Thursday, September 3, 2009

Don't Live So Close To Me


I've always had a passing interest in Ergonomics, the study of designing work spaces to lessen bodily strain. The irrepressible drive within science and scientists to tinker, uncover and fix-what-ails-ya is most impressive, to me, when it zeroes in on things like the angles of chair backs and the dimensions of cubby holes. When I think back to offices and conference rooms I felt happy in, the feeling had litte to do with people around me and everything to do the sense of the space, the light and the order of things. Spaces can seem to influence mood, and the longer we spend in comfortable places or in uncomfortable places, the more strongly our moods will tend.


Can extremely uncomfortable spaces cause unrest? Psychologist Collin Ellard thinks so. Ellard, who directs a program called RE.L.I.V.E (Research Lab for Immersive Virtual Environments), recently came out with a book called You Are Here, explaining how over centuries of navigational innovation we've lost the ability to instinctively "find our way."

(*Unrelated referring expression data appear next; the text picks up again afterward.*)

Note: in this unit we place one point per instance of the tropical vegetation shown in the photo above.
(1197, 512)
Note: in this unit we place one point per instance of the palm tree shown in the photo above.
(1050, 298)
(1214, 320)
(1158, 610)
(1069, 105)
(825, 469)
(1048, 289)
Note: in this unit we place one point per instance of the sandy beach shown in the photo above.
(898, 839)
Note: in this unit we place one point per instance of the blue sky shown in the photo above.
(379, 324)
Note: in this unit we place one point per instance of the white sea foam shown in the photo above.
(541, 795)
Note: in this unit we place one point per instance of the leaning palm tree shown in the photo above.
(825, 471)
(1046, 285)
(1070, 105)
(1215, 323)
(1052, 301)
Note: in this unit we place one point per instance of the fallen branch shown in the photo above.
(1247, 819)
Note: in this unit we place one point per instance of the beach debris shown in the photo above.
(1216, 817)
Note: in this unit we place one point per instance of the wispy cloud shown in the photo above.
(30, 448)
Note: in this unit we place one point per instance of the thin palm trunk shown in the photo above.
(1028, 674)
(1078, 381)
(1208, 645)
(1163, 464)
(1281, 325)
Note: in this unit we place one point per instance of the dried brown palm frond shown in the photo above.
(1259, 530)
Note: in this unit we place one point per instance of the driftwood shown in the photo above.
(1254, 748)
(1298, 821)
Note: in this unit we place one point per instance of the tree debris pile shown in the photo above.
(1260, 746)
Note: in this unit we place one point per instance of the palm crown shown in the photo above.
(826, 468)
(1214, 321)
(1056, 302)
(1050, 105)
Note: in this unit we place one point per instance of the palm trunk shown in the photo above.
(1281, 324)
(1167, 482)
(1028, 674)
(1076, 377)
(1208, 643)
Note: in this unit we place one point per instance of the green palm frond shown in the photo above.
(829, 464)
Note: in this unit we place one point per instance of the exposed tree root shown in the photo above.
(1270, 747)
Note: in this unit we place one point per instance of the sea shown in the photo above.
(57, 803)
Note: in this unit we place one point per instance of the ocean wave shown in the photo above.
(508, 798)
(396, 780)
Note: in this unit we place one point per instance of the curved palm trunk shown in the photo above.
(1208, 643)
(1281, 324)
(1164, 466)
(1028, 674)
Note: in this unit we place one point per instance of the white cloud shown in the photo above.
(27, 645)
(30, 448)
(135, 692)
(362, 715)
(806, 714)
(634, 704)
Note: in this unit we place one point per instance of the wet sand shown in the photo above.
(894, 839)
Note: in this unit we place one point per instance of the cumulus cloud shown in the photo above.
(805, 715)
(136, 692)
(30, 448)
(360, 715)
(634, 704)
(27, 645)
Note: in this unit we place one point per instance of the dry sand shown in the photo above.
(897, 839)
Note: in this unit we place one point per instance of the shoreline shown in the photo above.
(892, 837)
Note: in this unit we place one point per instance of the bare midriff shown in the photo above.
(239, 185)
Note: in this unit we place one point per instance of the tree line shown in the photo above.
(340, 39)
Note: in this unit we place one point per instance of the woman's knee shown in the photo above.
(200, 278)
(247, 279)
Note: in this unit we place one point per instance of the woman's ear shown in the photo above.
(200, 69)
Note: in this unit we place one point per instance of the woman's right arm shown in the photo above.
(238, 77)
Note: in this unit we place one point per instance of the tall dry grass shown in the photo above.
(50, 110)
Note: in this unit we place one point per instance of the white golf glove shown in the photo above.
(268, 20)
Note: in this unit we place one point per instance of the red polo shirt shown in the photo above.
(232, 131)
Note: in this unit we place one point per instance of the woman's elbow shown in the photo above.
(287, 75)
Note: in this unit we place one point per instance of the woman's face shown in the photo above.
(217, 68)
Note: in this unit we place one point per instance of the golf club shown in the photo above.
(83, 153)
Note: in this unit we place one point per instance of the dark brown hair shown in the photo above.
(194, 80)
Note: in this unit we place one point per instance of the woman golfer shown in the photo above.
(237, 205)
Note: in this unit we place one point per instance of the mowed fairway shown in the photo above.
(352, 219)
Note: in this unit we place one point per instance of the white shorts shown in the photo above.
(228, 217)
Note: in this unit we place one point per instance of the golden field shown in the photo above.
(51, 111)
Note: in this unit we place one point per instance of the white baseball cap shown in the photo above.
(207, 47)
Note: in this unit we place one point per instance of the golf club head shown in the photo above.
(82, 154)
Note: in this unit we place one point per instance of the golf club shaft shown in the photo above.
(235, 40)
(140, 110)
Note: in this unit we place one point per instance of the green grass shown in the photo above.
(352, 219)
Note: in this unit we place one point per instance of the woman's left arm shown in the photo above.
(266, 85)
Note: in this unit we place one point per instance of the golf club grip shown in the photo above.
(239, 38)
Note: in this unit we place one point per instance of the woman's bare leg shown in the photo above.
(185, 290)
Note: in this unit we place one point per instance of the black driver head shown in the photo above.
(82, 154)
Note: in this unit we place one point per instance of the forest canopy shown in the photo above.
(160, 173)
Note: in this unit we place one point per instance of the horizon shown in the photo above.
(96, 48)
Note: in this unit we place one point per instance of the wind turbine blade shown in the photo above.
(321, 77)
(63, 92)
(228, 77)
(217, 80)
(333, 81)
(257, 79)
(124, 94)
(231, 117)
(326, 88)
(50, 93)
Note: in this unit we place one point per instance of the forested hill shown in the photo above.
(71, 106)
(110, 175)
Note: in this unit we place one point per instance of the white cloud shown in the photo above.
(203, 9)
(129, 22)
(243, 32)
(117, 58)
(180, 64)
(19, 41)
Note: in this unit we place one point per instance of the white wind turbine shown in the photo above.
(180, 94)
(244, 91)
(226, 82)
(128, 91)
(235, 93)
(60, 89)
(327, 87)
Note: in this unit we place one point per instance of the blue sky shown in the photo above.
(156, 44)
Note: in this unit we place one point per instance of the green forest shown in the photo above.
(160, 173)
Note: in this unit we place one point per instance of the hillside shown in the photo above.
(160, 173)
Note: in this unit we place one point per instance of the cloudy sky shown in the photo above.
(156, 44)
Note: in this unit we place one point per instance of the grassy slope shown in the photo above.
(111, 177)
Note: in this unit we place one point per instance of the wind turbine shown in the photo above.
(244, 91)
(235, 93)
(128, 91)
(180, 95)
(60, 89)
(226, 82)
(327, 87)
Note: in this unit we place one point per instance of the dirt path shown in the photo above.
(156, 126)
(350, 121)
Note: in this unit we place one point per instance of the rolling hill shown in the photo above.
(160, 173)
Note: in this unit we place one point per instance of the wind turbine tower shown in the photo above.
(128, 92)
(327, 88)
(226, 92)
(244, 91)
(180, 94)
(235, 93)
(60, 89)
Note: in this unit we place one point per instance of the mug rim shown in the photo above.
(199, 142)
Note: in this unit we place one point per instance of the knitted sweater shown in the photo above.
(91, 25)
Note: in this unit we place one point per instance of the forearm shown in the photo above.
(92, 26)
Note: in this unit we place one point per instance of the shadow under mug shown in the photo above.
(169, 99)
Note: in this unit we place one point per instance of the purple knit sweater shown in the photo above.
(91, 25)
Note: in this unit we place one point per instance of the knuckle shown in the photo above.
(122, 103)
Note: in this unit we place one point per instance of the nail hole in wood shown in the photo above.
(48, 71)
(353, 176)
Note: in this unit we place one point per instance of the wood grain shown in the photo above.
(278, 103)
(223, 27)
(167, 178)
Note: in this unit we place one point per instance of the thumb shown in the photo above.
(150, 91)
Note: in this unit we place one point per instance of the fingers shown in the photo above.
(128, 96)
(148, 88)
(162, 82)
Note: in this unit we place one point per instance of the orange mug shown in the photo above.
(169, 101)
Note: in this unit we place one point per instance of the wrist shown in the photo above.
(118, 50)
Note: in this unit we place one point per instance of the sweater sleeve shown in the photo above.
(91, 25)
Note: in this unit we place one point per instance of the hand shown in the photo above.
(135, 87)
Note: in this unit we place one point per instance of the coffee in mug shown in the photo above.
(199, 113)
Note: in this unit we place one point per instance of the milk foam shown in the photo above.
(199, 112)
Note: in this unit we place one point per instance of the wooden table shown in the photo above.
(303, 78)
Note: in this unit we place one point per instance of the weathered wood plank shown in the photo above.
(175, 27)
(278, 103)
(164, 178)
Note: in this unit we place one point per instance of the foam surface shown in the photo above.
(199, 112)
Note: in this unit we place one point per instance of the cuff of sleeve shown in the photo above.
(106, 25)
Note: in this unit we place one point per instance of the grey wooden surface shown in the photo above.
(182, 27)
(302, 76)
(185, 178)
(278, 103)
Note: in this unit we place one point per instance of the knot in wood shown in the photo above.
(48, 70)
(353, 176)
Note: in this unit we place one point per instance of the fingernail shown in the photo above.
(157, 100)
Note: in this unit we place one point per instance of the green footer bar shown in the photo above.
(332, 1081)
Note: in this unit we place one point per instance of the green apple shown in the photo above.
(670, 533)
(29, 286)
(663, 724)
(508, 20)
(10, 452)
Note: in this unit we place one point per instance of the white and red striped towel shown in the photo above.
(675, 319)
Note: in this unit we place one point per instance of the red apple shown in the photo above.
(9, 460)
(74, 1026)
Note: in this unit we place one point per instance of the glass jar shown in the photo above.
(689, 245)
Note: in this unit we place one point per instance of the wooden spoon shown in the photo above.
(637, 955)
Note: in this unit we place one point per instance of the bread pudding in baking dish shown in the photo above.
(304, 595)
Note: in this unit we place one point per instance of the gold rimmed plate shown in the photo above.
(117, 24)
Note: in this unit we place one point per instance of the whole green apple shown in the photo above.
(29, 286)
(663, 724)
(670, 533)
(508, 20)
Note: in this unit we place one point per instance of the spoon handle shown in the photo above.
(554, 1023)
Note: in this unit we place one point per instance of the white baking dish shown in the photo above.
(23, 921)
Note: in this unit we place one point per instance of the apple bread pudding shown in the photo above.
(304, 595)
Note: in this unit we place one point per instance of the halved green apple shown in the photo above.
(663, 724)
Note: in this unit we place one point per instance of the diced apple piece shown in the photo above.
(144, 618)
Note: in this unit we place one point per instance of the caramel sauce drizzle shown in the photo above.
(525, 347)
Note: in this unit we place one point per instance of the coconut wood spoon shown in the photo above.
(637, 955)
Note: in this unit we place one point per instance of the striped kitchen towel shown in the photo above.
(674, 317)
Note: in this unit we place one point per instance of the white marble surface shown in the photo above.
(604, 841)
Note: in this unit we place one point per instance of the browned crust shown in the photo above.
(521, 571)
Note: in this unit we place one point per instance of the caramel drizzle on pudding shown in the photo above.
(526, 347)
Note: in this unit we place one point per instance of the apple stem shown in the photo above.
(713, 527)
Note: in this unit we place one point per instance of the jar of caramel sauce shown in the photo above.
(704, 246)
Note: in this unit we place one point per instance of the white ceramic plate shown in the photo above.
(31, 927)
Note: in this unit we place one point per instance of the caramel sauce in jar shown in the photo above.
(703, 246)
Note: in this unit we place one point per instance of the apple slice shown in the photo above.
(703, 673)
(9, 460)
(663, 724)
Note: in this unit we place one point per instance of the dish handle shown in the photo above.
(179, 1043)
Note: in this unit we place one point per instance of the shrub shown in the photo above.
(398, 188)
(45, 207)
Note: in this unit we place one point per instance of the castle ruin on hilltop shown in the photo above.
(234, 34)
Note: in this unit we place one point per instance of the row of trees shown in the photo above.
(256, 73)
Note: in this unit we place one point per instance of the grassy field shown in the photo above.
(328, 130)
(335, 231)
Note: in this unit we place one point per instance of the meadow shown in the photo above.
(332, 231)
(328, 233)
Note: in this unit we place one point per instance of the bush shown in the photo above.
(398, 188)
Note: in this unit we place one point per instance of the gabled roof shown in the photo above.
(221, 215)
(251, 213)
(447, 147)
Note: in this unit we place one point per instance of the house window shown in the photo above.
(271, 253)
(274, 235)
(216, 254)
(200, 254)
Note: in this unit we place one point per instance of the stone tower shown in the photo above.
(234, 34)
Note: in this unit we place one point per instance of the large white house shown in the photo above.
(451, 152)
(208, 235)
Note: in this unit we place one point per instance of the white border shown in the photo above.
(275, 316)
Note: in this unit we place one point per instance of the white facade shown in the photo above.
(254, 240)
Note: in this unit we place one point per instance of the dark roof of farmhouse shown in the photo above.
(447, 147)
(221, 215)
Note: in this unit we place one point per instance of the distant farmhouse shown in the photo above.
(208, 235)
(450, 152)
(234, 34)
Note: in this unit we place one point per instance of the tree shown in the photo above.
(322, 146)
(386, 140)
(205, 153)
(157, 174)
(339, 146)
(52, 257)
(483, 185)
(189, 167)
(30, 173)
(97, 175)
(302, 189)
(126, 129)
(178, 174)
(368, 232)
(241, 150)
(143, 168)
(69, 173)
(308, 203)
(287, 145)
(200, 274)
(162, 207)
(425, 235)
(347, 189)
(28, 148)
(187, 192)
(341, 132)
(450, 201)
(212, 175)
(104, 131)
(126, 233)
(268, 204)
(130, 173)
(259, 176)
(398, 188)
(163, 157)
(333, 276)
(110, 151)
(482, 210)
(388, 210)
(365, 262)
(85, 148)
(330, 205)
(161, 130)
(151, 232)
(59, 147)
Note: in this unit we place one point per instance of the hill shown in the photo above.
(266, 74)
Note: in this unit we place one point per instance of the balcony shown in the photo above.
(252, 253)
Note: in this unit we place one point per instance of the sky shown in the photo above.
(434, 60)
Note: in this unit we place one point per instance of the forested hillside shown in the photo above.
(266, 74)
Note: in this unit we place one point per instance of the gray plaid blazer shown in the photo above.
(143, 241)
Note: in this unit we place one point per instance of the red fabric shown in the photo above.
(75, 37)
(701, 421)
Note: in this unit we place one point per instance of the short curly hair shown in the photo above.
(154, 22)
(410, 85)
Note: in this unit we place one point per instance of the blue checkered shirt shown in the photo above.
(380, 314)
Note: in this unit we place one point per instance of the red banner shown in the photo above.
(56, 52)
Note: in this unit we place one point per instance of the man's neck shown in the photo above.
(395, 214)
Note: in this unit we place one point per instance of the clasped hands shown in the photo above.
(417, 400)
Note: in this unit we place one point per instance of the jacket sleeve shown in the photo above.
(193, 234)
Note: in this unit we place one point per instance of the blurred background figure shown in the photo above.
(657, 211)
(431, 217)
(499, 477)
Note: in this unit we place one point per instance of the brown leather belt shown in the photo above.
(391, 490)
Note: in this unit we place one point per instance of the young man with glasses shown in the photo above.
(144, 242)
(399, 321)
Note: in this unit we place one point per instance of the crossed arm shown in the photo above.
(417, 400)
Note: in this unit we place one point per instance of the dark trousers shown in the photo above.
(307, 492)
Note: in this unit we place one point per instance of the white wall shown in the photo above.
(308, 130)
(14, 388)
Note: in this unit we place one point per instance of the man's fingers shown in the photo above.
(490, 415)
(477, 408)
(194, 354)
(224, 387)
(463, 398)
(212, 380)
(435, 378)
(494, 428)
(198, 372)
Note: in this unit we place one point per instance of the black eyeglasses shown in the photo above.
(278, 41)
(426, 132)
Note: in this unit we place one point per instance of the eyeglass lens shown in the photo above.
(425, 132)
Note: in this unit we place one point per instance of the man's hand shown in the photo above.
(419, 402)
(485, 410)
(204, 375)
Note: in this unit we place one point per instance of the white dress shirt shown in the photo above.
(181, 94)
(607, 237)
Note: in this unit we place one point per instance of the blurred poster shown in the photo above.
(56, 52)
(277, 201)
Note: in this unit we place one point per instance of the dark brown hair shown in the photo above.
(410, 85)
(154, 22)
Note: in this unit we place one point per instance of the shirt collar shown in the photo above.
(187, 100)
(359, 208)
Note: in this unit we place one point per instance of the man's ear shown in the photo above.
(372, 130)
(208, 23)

In a section titled, "City Space," Ellard discusses the 2005 riots in Clichy-sous-Bois, a predominately North African Muslim suburb of Paris, and what may have caused them. As was widely reported, two teenagers of North African descent were accidentally electrocuted as they hid from the police. This incident may have ignited the riots, Ellard suggests, but one key element that received little press was the "built environment occupied by those who participated in the violence -- that is, the ability of buildings or even neighborhoods to shape collective or individual human behavior."

"At the time of the unrest," Ellard continues, "Clichy-sous-Bois was occupied by almost 30,000 people, among them some of the most impoverished in all of France." The area was isolated from the rest of the country due to a lack of access to public transport; the streets were flanked by high, concrete buildings; intersections and pedestrian traffic were rare. Furthermore, this cloistered setting couldn't have been more different from Muslim urban centers, "with their houses that face away from public thoroughfares and their graceful courtyard designs [that] emphasize privacy, family hierarchies, and clear lines of separation between public and private space."

Photographer Nico Oved, in an exhibition called "L'Habitat marginalisé," documented the gloomy, concrete confines of Clichy-sous-Bois. In a caption to the photo at bottom, Oved underlines the failure of this type of regimented, highly modern design: "What were designed to be open public spaces have ended up becoming havens for all sorts of crime. With little or no traffic moving through these places, they become hidden enclaves that protect drug dealing and other nefarious activities from the eyes of police patrols."

The mood-altering dwelling isn't an implication, or an excuse. But the suggestion is strong, and not to be ignored.